Salt in the Diet | Heart and Vascular Health | Scoop.it

Table salt is made up of a chemical compound called sodium chloride. The sodium portion of salt is responsible for its health concerns. High sodium intake is linked to high blood pressure, which is known to cause strokes and heart attacks. The Dietary Guidelines for Americans from the US government recommend that adults eat no more than 2300 milligrams (mg) of sodium a day—about 1 teaspoon of salt. Furthermore, for about half of all Americans—those aged 51 years or older, African Americans of any age, and people with high blood pressure, diabetes, or chronic kidney disease—the recommended maximum intake of sodium is 1500 mg a day. Currently, in spite of these recommendations, US adults consume an average of 3400 mg of sodium a day.

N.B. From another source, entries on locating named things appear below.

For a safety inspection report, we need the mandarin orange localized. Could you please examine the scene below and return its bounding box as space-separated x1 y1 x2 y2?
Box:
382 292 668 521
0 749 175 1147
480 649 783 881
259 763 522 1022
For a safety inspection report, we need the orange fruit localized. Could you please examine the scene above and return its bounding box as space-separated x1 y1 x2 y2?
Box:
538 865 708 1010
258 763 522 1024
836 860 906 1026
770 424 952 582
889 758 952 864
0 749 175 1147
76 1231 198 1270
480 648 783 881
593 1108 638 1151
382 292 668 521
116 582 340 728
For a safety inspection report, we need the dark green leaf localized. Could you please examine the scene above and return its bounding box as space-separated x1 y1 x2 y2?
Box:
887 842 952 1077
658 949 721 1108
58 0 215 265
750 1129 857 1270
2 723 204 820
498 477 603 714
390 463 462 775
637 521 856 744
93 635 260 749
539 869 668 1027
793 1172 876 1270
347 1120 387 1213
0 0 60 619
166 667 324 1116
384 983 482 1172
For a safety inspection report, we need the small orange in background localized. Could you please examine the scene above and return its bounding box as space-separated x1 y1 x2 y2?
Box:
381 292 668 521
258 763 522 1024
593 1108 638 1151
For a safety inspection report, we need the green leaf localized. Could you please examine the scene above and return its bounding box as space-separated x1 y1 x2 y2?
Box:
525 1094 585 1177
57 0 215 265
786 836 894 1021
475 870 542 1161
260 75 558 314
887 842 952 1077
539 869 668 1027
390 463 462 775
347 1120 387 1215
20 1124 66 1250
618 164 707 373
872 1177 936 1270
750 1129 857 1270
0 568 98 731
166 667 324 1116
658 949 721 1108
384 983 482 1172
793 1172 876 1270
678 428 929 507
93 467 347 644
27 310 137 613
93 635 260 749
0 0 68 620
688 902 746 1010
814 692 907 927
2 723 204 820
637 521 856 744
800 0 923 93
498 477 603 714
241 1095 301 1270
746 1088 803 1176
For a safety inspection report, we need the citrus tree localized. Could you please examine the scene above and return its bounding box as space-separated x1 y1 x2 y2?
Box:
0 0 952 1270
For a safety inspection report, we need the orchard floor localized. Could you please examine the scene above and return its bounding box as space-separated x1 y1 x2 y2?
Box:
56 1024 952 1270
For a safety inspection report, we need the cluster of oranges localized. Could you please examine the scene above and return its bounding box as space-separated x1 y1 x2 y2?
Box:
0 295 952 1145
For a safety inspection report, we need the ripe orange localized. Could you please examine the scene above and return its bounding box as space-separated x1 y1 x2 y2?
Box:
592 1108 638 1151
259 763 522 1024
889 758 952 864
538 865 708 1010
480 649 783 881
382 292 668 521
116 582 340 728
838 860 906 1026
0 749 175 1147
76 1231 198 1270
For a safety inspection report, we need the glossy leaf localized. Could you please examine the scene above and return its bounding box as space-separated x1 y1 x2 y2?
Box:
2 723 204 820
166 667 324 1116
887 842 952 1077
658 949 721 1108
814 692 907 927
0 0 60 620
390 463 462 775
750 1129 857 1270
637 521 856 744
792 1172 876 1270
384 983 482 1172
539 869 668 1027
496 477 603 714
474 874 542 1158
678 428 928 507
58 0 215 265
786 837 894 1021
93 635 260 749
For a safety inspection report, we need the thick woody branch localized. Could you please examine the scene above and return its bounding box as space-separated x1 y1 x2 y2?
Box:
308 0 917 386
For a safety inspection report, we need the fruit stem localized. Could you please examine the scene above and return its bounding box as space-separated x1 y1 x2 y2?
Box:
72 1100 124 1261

Seth Bilazarian, MD's insight:
WHAT SHOULD YOU DO? Eat salt in moderation. Most salt in the diet is “invisible” and is contained in processed and restaurant foods. Therefore, salt intake can be decreased by eating out less often (especially at fast-food restaurants) and eating less prepared or packaged foods. If you do eat out, you can ask to have your meal prepared with less salt. Reading labels on prepared foods to look for sodium content per serving also helps. It is generally healthier to cook using fresh foods rather than buying already prepared or packaged foods.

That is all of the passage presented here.